Dandy Walker syndrome

What is Dandy Walker syndrome

Dandy-Walker syndrome is a group of disorders that affect the development of the brain. The changes in brain development are present from birth (congenital). Dandy-Walker syndrome affects the formation of the area of the brain known as the cerebellum, which is responsible for coordinating movement, and the fluid-filled spaces around it. People with Dandy-Walker syndrome may have a portion of the brain called the cerebellar vermis that is smaller than expected (hypoplastic) or completely absent (aplastic). The cerebellar vermis is the area of the brain between the two halves of the cerebellum. People with Dandy-Walker syndrome have a larger than expected fourth ventricle of the brain. The fourth ventricle allows fluid to flow between the upper and lower areas of the brain and spinal cord. People with Dandy-Walker syndrome may have an enlarged portion of the base of the skull (posterior fossa) and cyst formation near the lowest part of the skull. An increase in the size and pressure of the fluid spaces surrounding the brain (hydrocephalus) may also be present. Dandy Walker syndrome is estimated to affect 1 in 10,000 to 30,000 newborns. Dandy-Walker syndrome may be more common in females than in males.

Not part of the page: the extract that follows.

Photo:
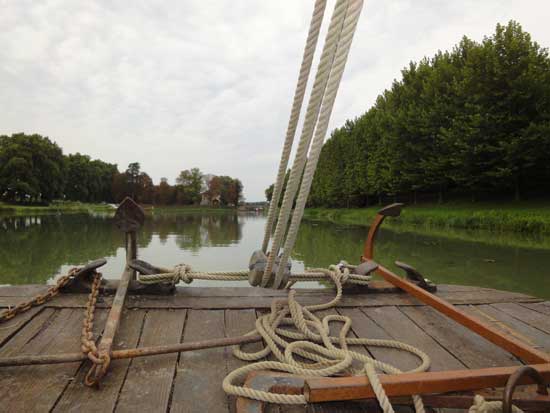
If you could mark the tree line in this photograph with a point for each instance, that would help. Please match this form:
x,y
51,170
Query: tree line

Dandy-Walker syndrome is a group of disorders that have overlapping symptoms. These disorders include:

  • Dandy-Walker malformation (also known as Dandy-Walker syndrome): having a small cerebellar vermis, large fourth ventricle, and enlarged posterior fossa
  • Isolated cerebellar vermis hypoplasia (sometimes known as Dandy-Walker variant): having a small cerebellar vermis without other features of Dandy-Walker syndrome
  • Mega-cisterna magna: having an enlarged posterior fossa with a typically developed cerebellum. This may be a normal variant and may not cause any health problems.
  • Posterior fossa arachnoid cyst: the development of a cyst on the posterior fossa without any other features of Dandy-Walker syndrome

Each of these disorders can have separate causes and different long-term outlooks. In order to provide families with more information about the specific developmental differences in the brain and the long-term outlook, a person with Dandy-Walker syndrome may be given a more specific diagnosis.

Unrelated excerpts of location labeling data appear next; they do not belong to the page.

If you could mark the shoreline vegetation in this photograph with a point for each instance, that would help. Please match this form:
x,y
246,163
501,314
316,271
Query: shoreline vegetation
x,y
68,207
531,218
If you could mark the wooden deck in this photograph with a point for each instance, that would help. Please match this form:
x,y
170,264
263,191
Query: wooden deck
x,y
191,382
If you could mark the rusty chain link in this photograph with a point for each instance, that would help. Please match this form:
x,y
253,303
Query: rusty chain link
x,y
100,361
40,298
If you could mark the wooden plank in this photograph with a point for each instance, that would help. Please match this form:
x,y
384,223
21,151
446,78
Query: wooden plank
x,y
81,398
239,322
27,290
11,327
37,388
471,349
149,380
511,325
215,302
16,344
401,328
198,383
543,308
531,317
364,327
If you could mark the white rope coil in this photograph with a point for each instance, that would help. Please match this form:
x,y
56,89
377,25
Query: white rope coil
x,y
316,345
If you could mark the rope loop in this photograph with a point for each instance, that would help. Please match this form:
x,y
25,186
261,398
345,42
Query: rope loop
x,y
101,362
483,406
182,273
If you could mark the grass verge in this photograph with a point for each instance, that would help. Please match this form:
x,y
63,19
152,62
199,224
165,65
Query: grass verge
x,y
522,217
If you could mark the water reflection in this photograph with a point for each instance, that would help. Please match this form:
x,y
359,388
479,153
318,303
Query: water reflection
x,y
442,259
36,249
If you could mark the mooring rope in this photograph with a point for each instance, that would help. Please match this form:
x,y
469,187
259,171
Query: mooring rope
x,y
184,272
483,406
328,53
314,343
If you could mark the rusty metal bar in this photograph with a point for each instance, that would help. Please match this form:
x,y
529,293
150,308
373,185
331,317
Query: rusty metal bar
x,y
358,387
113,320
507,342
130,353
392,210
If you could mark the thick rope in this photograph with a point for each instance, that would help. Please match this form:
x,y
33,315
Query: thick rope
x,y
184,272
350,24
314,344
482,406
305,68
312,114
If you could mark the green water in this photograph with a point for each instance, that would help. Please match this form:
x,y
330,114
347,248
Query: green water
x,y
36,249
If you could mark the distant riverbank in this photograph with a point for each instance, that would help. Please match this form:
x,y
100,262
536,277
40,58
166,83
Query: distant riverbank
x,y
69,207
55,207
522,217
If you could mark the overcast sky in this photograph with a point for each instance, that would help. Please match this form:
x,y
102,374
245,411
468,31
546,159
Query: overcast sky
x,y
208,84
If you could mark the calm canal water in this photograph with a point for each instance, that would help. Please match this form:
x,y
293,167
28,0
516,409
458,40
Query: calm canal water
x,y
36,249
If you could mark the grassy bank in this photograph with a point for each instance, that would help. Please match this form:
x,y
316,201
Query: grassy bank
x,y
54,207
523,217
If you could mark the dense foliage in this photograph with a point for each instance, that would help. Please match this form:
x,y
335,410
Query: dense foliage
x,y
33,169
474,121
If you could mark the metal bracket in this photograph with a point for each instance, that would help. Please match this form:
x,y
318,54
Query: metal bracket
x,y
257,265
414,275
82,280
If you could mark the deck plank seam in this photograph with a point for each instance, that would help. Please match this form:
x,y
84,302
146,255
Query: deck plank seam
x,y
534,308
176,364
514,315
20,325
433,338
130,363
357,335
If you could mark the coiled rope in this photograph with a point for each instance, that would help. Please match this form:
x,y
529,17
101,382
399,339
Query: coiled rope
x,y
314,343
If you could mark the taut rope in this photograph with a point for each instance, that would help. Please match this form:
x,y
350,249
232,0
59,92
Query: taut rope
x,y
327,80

In some cases, Dandy-Walker syndrome is caused by an underlying genetic change. These genetic changes may cause Dandy-Walker syndrome alone, or they may cause Dandy-Walker syndrome as well as other health problems. In these situations, the syndrome can run in families. However, in most situations, Dandy-Walker syndrome is caused by a combination of genetic and environmental factors.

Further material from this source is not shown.